Chris Barchet
Being a drummer can be challenging. The thing is, many musicians and people don't know how drumming works, but most of them sense whether the feel is right or not.
Not being aware of this I was attracted to the drums at a very young age. I would set up washpowder-boxes and cushions serving as toms and bassdrum. A metal tea-stove and lids became the snare and cymbals. The drummers that I listened to at the time where Ringo Starr, Steve Gadd and Jeff Porcaro. All the jazz- and other guys came later when I was introduced to them in record-stores, by teachers and other musicians.
I took cellolessons at the age of 8. Playing classical music taught me feeling, tone and timbre as well as dynamics, sightreading and ensemble-playing.

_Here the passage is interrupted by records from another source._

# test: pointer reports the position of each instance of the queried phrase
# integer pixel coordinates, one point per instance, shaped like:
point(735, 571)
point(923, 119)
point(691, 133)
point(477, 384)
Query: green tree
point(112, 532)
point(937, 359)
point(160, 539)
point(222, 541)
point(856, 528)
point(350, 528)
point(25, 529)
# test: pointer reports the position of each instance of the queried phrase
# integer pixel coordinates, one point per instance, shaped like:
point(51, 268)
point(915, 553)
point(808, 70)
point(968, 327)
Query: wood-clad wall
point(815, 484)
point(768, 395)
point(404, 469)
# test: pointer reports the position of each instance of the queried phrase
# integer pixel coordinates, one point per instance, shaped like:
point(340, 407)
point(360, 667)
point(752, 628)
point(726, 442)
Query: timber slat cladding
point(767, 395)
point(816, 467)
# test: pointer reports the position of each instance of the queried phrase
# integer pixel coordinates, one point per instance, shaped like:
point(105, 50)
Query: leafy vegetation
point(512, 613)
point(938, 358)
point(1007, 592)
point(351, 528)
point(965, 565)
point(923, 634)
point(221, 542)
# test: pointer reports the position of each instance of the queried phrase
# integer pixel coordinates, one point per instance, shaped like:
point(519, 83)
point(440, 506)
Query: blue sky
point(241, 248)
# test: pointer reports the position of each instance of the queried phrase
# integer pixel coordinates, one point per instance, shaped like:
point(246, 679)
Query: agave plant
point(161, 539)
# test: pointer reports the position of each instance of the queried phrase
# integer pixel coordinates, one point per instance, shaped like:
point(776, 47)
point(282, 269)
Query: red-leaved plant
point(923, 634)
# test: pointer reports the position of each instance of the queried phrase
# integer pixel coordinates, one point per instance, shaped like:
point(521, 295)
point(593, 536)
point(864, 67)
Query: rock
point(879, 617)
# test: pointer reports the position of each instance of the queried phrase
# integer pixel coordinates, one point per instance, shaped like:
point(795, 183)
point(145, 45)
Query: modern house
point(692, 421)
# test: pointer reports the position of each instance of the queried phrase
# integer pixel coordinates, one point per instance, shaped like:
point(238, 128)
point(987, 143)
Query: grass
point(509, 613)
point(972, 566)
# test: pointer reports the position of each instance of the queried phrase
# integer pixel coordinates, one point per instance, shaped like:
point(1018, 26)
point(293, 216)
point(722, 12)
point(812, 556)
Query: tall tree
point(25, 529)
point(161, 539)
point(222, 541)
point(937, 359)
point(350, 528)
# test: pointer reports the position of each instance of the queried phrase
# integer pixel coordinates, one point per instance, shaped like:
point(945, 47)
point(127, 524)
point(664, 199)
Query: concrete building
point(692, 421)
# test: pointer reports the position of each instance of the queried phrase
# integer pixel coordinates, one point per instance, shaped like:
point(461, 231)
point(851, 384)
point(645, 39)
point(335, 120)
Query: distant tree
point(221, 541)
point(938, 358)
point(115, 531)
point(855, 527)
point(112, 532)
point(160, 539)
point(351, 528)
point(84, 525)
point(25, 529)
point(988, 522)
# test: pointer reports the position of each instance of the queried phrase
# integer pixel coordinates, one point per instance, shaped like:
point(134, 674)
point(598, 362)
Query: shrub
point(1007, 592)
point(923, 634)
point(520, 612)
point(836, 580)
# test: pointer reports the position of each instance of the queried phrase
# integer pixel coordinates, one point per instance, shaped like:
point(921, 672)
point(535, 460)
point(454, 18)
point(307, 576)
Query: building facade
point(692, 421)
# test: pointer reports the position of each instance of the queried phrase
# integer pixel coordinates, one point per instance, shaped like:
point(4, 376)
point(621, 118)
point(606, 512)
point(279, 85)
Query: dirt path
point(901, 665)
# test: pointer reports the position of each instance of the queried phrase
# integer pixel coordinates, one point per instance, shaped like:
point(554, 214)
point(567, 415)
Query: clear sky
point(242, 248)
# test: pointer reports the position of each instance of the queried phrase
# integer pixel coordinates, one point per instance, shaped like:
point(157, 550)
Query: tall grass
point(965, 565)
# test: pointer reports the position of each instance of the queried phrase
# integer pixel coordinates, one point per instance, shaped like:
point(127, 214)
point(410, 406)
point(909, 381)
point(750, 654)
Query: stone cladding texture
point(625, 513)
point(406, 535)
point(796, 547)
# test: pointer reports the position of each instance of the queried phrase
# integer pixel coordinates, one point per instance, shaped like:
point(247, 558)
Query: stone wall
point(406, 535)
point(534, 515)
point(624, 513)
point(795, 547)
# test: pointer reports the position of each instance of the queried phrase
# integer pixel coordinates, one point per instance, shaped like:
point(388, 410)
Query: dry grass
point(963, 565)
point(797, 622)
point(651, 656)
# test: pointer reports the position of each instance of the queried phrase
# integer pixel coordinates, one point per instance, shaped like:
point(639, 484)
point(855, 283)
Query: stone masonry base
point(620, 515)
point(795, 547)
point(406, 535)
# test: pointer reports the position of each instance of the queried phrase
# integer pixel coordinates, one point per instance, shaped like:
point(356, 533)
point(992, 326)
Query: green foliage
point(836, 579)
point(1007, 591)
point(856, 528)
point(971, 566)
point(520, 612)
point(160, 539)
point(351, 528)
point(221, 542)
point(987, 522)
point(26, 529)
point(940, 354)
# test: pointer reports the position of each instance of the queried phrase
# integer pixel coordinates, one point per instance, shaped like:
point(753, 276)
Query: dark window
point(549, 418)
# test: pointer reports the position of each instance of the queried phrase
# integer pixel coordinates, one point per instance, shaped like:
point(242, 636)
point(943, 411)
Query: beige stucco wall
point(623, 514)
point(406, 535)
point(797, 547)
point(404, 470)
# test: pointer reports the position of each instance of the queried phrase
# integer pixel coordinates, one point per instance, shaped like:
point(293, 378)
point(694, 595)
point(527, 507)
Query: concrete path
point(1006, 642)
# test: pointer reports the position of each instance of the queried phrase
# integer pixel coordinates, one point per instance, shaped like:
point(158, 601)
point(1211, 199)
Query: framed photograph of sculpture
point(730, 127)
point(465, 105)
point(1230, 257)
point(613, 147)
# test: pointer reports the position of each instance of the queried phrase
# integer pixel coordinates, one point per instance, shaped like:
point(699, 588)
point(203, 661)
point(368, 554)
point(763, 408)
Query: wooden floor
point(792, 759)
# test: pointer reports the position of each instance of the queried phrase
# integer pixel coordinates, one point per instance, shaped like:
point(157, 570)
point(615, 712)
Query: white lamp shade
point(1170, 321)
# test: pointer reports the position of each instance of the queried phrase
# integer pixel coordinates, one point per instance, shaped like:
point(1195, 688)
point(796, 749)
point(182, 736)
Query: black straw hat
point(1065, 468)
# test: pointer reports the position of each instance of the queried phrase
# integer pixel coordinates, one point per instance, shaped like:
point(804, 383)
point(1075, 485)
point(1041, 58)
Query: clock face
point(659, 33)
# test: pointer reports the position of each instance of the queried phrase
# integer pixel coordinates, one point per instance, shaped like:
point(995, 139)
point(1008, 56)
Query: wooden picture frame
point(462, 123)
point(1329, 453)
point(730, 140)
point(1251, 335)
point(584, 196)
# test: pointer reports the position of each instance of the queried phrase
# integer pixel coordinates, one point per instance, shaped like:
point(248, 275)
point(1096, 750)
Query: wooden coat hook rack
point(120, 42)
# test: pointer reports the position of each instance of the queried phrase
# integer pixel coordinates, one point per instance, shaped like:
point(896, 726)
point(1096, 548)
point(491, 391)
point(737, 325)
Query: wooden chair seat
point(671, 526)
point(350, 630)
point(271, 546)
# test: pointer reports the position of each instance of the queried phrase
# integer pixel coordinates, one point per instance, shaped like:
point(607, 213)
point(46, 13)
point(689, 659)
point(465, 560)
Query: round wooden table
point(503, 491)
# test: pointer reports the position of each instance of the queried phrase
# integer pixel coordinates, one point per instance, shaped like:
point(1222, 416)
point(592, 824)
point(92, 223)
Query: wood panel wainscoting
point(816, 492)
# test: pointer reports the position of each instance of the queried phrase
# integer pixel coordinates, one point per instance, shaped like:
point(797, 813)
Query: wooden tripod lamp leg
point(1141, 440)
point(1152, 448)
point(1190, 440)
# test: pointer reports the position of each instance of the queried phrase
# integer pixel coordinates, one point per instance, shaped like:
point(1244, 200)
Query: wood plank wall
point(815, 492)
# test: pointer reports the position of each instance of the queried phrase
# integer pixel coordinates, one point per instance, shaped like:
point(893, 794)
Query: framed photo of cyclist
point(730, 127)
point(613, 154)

Yet the drums remained my favourite instrument and finally I got a real snare-drum, hi-hat and the drumlessons that I had been longing for. The first bands were local jazz-combos, big-bands, a fusion-, rock- and a showband. The diversity of styles and sounds attracts me up to this day.
When I was 19 I moved to Munich where I got involved in professional gigs. The urge to deepen my understanding brought me to Holland where I studied jazz and other styles at the Hilversum Conservatory.
Currently I am gigging (with different bands and projects playing jazz-, rock-, soul- or funk-music), recording (also at home) and teaching (including percussion and band-coaching). Bands include the big-bands "Just Us" and "VSOP" and the "Jesper Buhl Trio".
I had my own project "Warp Expansion Protocol", where we experimented with loops and samples. I am still hot on drum'n'bass and all these new beats.
Recordings or radio-broadcasts I have done with musicians and bands such as Tjitze Vogl, Ferdinand Povel, Herbert Noord, Rinus Groeneveld, LX-Press, 1 Step-Seven Seas, Peter Tuscher and Konstantin Wecker.